Wussten Ihre Eltern eigentlich, dass bei Ihnen Kleinwüchsigkeit vorliegt?
Heilemann: In der Schwangerschaft war das nicht bekannt. Die Ärzte haben meiner Mutter bis zur Geburt gesagt, dass es keine Auffälligkeiten gibt. Als ich auf die Welt kam, war ich bereits unterdurchschnittlich klein.
Bezeichnen Sie Ihre Kleinwüchsigkeit als Behinderung?

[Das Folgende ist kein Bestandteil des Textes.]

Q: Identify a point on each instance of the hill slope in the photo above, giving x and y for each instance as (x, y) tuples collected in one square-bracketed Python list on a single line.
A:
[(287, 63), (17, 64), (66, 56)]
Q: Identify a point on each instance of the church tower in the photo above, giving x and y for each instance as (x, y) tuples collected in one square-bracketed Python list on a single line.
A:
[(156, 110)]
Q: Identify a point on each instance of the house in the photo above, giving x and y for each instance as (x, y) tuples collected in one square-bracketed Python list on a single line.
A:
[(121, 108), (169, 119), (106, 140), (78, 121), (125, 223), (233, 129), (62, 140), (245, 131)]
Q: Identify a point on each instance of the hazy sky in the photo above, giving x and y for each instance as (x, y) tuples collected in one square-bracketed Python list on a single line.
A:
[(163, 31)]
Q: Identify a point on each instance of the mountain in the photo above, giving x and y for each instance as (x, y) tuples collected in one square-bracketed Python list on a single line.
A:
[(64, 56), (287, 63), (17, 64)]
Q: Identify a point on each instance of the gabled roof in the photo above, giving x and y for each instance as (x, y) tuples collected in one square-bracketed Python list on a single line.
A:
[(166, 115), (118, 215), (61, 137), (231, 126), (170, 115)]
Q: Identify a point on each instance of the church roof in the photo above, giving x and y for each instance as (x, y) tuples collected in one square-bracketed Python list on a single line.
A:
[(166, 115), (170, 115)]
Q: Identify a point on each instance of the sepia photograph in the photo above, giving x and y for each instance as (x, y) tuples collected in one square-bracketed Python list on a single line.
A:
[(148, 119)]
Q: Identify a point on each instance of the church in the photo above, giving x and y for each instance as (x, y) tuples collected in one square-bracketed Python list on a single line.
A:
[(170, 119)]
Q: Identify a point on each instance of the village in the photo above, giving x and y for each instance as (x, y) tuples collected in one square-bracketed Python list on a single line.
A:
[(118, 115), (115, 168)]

Heilemann: Das habe ich bisher nicht so gesehen. Meine Eltern haben mich wie ein durchschnittliches Kind erzogen. Daher war mir gerade in meiner Kindheit die Behinderung oft nicht so bewusst.
Wie träumen Sie?
Heilemann: Meine Größe geht im Traum verloren. Ich erinnere mich nicht, wie groß ich bin. Dann mach' ich Schwimmbewegungen und kann fliegen und ich frage mich, warum ich das nicht schon früher gemacht habe.
Zur Person
David Heilemann ist 24 Jahre alt, lebt und arbeitet in Wendlingen. In seiner Freizeit liest er gerne Romane. Am liebsten von Simon Beckett. Außerdem hört er gerne Musik, geht schwimmen und beschäftigt sich mit dem Internet. Heilemann ist 1,08 Meter groß. Kleinwüchsigkeit beginnt ab einer Größe von unter 1,50 Meter.